OrdinalEncoder(categories=[['Poor', 'Average', 'Good'], ['School', 'UG', 'PG']])

In [11]:
X_train = oe.transform(X_train)
X_test = oe.transform(X_test)

In [13]:
X_train


array([[2., 1.],
       [0., 2.],
       [1., 1.],
       [2., 1.],
       [1., 2.],
       [0., 0.],
       [0., 2.],
       [2., 2.],
       [2., 2.],
       [2., 0.],
       [0., 0.],
       [0., 2.],
       [1., 1.],
       [2., 2.],
       [2., 0.],
       [0., 2.],
       [2., 2.],
       [2., 0.],
       [2., 1.],
       [2., 0.],
       [0., 1.],
       [1., 1.],
       [0., 1.],
       [0., 2.],
       [1., 0.],
       [1., 1.],
       [2., 2.],
       [0., 1.],
       [1., 2.],
       [0., 2.],
       [2., 1.],
       [0., 0.],
       [1., 1.],
       [2., 0.],
       [2., 0.],
       [0., 0.],
       [1., 0.],
       [1., 2.],
       [1., 0.],
       [0., 0.]])

In [14]:
oe.categories_

[array(['Poor', 'Average', 'Good'], dtype=object),
 array(['School', 'UG', 'PG'], dtype=object)]

# LabelEncoding 

## Generaly we do label encoding on the target column

## LabelEncoding is a common technique used in machine learning for encoding categorical variables into numerical values so that they can be processed by algorithms. In label encoding, each unique category in a categorical feature is assigned a unique integer value. This can be useful when working with algorithms that can only handle numerical data, and when there is some meaningful ordinal relationship between the categories, such that converting the categories to numerical values would maintain this relationship.

## For example, suppose you have a categorical feature "color" with the categories "red", "green", and "blue". Using label encoding, you could represent "red" as 0, "green" as 1, and "blue" as 2. This allows you to use this feature in machine learning algorithms that only accept numerical input.
 
 ## It is important to note that label encoding does not create any new features or capture any non-linear relationships between categories.

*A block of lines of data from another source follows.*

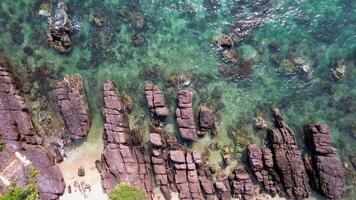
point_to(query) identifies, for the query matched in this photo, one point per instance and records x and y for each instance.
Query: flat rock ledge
(325, 169)
(23, 148)
(123, 159)
(281, 163)
(71, 100)
(179, 170)
(156, 101)
(185, 116)
(280, 169)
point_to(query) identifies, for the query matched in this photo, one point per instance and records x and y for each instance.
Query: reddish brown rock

In many cases, one-hot encoding is a better choice, as it creates a new binary feature for each category, which can capture more complex relationships between categories.

In [15]:
from sklearn.preprocessing import LabelEncoder

In [16]:
le = LabelEncoder()

In [17]:
le.fit(y_train)

LabelEncoder()

In [19]:
le.classes_

array(['No', 'Yes'], dtype=object)

In [20]:
y_train = le.transform(y_train)
y_test = le.transform(y_test)

In [21]:
y_train

array([1, 1, 1, 1, 0, 0, 0, 1, 0, 0, 0, 0, 0, 1, 0, 0, 1, 0, 1, 0, 0, 0,
       0, 1, 0, 1, 1, 1, 1, 1, 1, 1, 0, 0, 0, 1, 1, 1, 0, 1])

# Difference 


## LabelEncoder assigns a unique integer value to each category in a categorical feature, without considering any ordinal relationship between the categories. It is a simple method of converting categorical data into numerical data, but it does not capture any non-linear relationships between categories.

## On the other hand, OrdinalEncoder assigns numerical values to the categories that reflect some meaningful ordinal relationship between the categories. This can be useful when there is a meaningful order or ranking between the categories, as the numerical values can capture this relationship and allow machine learning algorithms to utilize it.

## Another difference is that LabelEncoder only assigns integer values to the categories, while OrdinalEncoder can assign any numerical values, as long as they reflect the ordinal relationship between the categories.